Fr Matthew Reese

‘And Jesus said to them, “A prophet is not without honor, except in his own country, and among his own kin, and in his own house.” And he could do no mighty work there, except that he laid his hands upon a few sick people and healed them. And he marveled because of their unbelief.’
—Mark 6:4-6

Dear Friends in Christ,

Today’s passage from Mark’s Gospel continues the narration of Jesus’s early ministry. Here, we find Jesus reviled and rejected, not just by his fellow Jews, but by the people of his own hometown. Jesus teaches in the synagogue and the response—at least by some in the assembly—is “where did this man get all this? […] Is not this the carpenter, the son of Mary?” (Mark 6:2-3)

It is as much Jesus’ own person as it is his words, that is so incomprehensible to the crowd.

Thus, Jesus “could do no mighty work there, except that he laid his hands upon a few sick people and healed them.” 

I love Mark’s passing reference here.

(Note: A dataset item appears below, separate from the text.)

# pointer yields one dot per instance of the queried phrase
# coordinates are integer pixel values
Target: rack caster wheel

It’s a throwaway phrase, but it tells us that Jesus does, of course, miraculously heal the needy on his way out of town. One imagines Our Lord, still “marveling” at the unbelief of his countrymen, casually casting out demons and healing leprosy, almost as an afterthought.

Yet his mighty works were destined for somewhere else. 

The unyielding, un-listening character of the people of Nazareth interestingly reframes Nathaneal’s rhetorical question in John 1:46: “Can anything good come out of Nazareth?”

The trap in this passage is that we imagine ourselves as one of Jesus’ disciples—one of those with eyes to see and ears to hear. We may be that, sometimes. We may feel sometimes that we are preaching the Good News to unhearing listeners. We may feel sometimes that we alone are trying to live out Jesus’s teachings in a broken and sinful generation. 

But this is not the case.

We are, all of us, also a part of the uncomprehending crowd.

Part of the Lenten discipline is self-examination. We are called in this season to ask earnestly, and reflect honestly, if we are truly following in the way. We will fall short surely. But we must take heart. Even when he has been rejected by his own, Jesus still stops to heal the sin-sick soul.